Do corredor da morte, ao vivo!

Munia Abu-Jamal

internacional
Deisy Francis Mexidor
Seg, 30 de Maio de 2011 13:40
A história do sistema de justiça dos Estados Unidos contém inumeráveis páginas que a desdouram, uma delas a de Mumia Abu Jamal, o mais célebre dos condenados à morte nesse país.

Abu-Jamal, jornalista e ex-membro do Partido Panteras Negras (Black Panthers Party), foi acusado de matar um policial branco na Filadélfia em 1981.

Em 1982 foi sentenciado à pena capital, depois de um julgamento amplamente criticado por parcial, viciado e racista.

As evidências conduziram a provas irrefutáveis: o agente morto foi impactado por uma arma calibre 44, enquanto a de Mumia, segundo as provas periciais, era uma calibre 38.

Um testemunha, veterano da guerra do Vietnã, viu todo o incidente, mas o intimidaram e foi obrigado a modificar seu depoimento.

Ao mesmo tempo, os membros afro-estadunidenses do júri foram mudados antes da realização do julgamento.

A execução de Jamal foi suspendida em dezembro de 1999, depois que seus advogados solicitaram a revisão do processo para examinar a confissão de Arnold Beverly, que então havia se declarado como o verdadeiro autor do assassinato.

No entanto, Mumia sempre sustentou que não cometeu o crime. "Uma Corte não pode transformar um homem inocente em culpado ", disse.

Enquanto isso, leva três décadas no corredor da morte, aguardando por uma justiça que parece cega.

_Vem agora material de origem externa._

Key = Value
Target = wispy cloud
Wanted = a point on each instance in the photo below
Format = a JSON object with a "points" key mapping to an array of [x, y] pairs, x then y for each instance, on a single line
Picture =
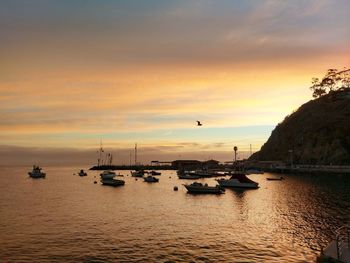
{"points": [[76, 72]]}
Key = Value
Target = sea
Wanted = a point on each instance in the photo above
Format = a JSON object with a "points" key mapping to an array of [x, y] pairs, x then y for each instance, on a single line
{"points": [[68, 218]]}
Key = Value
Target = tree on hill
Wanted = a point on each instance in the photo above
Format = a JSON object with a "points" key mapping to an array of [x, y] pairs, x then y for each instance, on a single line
{"points": [[333, 80]]}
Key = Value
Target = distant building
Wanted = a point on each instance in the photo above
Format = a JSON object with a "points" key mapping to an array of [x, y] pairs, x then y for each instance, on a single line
{"points": [[186, 164]]}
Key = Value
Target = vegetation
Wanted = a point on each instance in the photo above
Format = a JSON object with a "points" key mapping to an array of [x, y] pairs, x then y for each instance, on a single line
{"points": [[333, 80], [319, 131]]}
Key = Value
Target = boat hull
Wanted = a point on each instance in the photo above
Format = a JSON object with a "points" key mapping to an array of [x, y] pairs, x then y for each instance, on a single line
{"points": [[37, 175], [151, 180], [189, 177], [236, 184], [203, 190], [137, 174], [112, 182]]}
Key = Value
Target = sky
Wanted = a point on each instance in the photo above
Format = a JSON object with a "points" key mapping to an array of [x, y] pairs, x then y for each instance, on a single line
{"points": [[73, 73]]}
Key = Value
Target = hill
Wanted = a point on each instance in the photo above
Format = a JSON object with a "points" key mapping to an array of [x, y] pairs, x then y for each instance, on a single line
{"points": [[317, 133]]}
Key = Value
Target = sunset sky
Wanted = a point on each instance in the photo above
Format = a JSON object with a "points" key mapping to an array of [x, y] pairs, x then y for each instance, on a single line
{"points": [[75, 72]]}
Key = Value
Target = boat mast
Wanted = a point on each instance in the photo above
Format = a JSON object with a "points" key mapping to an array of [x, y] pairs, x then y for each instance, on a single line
{"points": [[135, 153], [100, 154]]}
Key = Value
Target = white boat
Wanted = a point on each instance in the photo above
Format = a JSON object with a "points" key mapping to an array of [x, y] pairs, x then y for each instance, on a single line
{"points": [[338, 250], [139, 173], [36, 172], [188, 176], [238, 180], [112, 182], [253, 171], [203, 173], [150, 179], [198, 188], [108, 174], [82, 173]]}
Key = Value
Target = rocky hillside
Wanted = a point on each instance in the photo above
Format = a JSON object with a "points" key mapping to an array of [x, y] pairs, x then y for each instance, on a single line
{"points": [[317, 133]]}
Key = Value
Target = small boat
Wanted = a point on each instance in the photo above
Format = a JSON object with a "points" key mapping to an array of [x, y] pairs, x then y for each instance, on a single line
{"points": [[36, 172], [238, 180], [275, 179], [82, 173], [154, 173], [188, 176], [112, 182], [199, 188], [253, 171], [338, 250], [108, 174], [138, 173], [150, 179], [203, 173]]}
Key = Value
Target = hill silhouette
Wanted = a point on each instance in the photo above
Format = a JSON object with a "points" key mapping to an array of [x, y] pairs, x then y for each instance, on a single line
{"points": [[317, 133]]}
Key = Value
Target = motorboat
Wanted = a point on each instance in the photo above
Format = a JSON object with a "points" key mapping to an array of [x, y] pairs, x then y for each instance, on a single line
{"points": [[138, 173], [188, 176], [108, 174], [36, 172], [338, 250], [275, 179], [151, 179], [112, 182], [253, 171], [154, 173], [238, 180], [82, 173], [199, 188], [203, 173]]}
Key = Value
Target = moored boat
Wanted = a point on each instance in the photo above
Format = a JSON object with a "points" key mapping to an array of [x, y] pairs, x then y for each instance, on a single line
{"points": [[199, 188], [108, 174], [154, 173], [188, 176], [150, 179], [138, 173], [112, 182], [36, 172], [253, 171], [275, 179], [82, 173], [238, 180], [203, 173]]}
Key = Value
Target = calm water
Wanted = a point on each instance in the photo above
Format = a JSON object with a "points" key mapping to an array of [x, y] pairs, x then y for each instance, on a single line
{"points": [[67, 218]]}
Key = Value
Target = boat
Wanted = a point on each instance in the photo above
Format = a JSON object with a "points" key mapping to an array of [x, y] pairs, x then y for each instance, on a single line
{"points": [[112, 182], [338, 250], [108, 174], [188, 176], [238, 180], [199, 188], [154, 173], [253, 171], [82, 173], [203, 173], [36, 172], [150, 179], [138, 173], [275, 179]]}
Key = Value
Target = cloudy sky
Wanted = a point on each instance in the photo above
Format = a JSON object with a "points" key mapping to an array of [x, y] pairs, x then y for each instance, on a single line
{"points": [[75, 72]]}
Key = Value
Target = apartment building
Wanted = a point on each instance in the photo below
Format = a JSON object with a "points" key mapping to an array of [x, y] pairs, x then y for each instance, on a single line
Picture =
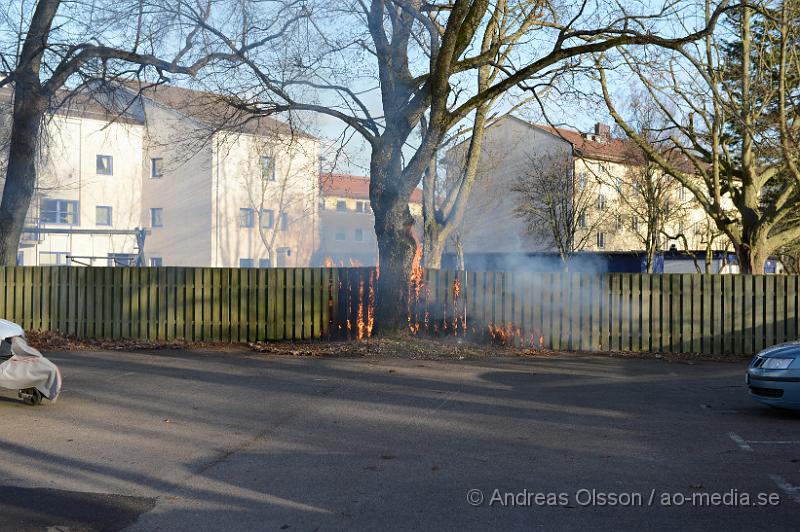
{"points": [[174, 177], [599, 183], [86, 205], [347, 235]]}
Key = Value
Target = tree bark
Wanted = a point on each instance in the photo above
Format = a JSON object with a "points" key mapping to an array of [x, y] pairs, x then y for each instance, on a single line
{"points": [[396, 243], [751, 256], [21, 172]]}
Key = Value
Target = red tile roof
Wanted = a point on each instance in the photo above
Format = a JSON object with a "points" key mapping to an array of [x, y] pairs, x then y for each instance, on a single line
{"points": [[594, 146], [353, 186]]}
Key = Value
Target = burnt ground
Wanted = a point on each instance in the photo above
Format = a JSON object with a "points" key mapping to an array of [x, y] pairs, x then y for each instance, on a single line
{"points": [[232, 439]]}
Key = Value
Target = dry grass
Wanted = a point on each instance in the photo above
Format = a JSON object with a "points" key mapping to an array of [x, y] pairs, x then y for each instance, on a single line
{"points": [[399, 346]]}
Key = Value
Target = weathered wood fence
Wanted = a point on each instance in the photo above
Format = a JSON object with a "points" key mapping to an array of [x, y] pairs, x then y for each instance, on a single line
{"points": [[725, 314]]}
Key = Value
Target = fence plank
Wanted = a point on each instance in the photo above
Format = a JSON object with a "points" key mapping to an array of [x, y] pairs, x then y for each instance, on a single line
{"points": [[780, 309], [687, 312], [791, 307], [759, 327]]}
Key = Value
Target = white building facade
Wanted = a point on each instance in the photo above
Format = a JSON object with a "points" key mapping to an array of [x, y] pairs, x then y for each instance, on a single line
{"points": [[176, 179]]}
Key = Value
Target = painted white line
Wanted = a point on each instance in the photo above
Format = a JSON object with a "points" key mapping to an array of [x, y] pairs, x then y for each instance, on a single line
{"points": [[738, 440], [788, 489], [115, 377]]}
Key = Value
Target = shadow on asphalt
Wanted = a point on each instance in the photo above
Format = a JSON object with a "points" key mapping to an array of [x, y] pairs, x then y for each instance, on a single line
{"points": [[25, 509]]}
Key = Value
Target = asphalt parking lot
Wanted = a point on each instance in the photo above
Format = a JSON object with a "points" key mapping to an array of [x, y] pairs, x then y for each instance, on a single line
{"points": [[237, 441]]}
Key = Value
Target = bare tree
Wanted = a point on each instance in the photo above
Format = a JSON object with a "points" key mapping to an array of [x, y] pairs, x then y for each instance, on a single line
{"points": [[559, 208], [425, 55], [730, 104]]}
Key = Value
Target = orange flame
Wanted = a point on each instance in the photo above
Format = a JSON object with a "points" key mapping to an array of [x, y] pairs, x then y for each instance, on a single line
{"points": [[361, 331], [415, 285]]}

A causa tem suscitado a solidariedade de milhares de pessoas no mundo, incluídas personalidades como os sul-africanos Desmond Tutu e Nelson Mandela ou a ex-primeira dama da França Danielle Miterrand.

Ademais, amplos setores da intelectualidade e da cultura dos Estados Unidos têm chamado a retificar a injustiça.

Em 2010 foi lançado um abaixo-assinado pela liberdade de Mumia, que recolheu ao redor de 33 mil assinaturas.

Vozes como a do falecido ator Paul Newman, da escritora Alice Walter e do também ator e ativista Danny Glover destacam-se no pedido de libertação do jornalista negro.

Em janeiro do ano passado, a Corte Suprema apoiou uma apelação do promotor para anular o que foi de fato a comutação da pena de morte ditada contra Mumia.

O caso regressou assim a um tribunal de reclamações que antes tinha invalidado a sentença máxima ao outorgar a Abu-Jamal um novo julgamento para reconsiderar sua condenação, ainda que não sua culpabilidade.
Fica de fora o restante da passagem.